Schumacher was All-City in Chicago, winning the Kizer all-city award in December 1942 as a co-captain of the Tilden Tech Blue Devils. He then played one year at Purdue before enlisting in the Army Air Forces, subsequently playing for the Hondo Army Air Field Comets in Hondo, Texas.

Upon returning home, George Halas signed Raymond and his brother Harold to the Chicago Bears at the same time, on July 26, 1946. He first played for the Bears' farm team Akron Bears of the American Association, taking on their parent team in a September exhibition game at the Rubber Bowl.

In early 1947, Akron left the AFL leaving Newark as the Chicago Bears' primary farm team; Newark then moved to Bloomfield, New Jersey and became the Cardinals. In July 1947 he was re-signed to the Bears, coming up from Akron. In August, he played for the Bears in the Chicago College All-Star Game. He later played for the Bloomfield Cardinals during the 1947 season. He played in a preseason game for the Bears, starting 28 Aug 1948 against the Eagles, but played most games as substitution for star Bill Osmonski, and later retired with knee and other injuries. There had been some friction between Halas and Ray as well; Ray owned a garage with his brothers, and Halas did not like his players to have "outside" jobs.

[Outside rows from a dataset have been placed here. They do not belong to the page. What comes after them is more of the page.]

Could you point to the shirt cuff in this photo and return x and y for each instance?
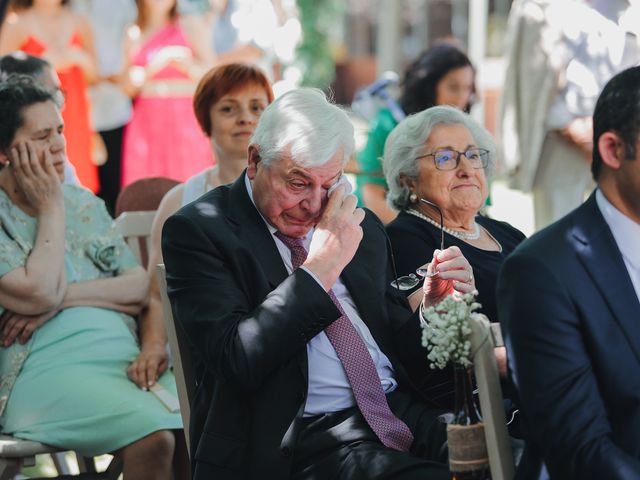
(302, 267)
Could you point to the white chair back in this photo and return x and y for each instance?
(135, 227)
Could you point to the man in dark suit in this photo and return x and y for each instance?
(569, 304)
(286, 342)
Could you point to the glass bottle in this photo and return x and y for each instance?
(468, 458)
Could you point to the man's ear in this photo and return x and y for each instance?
(254, 160)
(611, 150)
(408, 182)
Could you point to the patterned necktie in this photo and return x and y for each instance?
(359, 367)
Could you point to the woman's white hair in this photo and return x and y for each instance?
(305, 125)
(407, 141)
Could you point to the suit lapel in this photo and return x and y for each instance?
(252, 230)
(597, 250)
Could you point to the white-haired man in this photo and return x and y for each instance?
(283, 290)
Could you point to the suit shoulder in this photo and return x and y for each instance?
(549, 244)
(212, 205)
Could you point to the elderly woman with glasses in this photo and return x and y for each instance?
(436, 164)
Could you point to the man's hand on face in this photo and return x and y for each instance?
(336, 238)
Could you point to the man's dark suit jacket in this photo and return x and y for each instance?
(249, 323)
(571, 321)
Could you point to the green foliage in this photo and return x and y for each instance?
(314, 54)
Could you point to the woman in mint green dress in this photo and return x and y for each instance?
(68, 288)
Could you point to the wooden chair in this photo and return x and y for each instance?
(144, 194)
(490, 393)
(182, 360)
(135, 227)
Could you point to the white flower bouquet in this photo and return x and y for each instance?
(446, 330)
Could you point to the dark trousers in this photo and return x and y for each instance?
(341, 445)
(109, 173)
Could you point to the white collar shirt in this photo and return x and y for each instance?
(626, 233)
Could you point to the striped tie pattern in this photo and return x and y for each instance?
(359, 367)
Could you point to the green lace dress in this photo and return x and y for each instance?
(68, 385)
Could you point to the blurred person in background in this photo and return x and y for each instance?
(215, 17)
(49, 28)
(228, 102)
(165, 64)
(442, 75)
(110, 105)
(560, 55)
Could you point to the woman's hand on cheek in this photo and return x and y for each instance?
(37, 180)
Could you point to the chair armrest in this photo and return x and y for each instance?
(491, 404)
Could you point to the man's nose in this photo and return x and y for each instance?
(315, 200)
(59, 143)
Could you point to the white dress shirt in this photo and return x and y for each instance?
(329, 389)
(626, 233)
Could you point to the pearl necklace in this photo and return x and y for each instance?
(456, 233)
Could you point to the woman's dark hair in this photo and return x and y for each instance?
(423, 75)
(618, 110)
(20, 4)
(16, 93)
(21, 63)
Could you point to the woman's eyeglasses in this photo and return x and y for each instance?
(449, 159)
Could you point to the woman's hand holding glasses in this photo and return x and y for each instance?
(448, 272)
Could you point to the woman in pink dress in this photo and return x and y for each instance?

A grandson of his brother James, Jerry Schumacher, was a linebacker for the Illinois Fighting Illini football team and spent time with the Bears in 2004.

==Personal life==
Schumacher spent most of the rest of his life as a civil engineer for the City of Chicago, responsible for planning on the Deep Tunnel Project and others in the Metropolitan Water Reclamation District of Greater Chicago. He also owned and operated Parkview Lanes Bowling Alley with two of his brothers, as well as a small farm in Pepin County Wisconsin.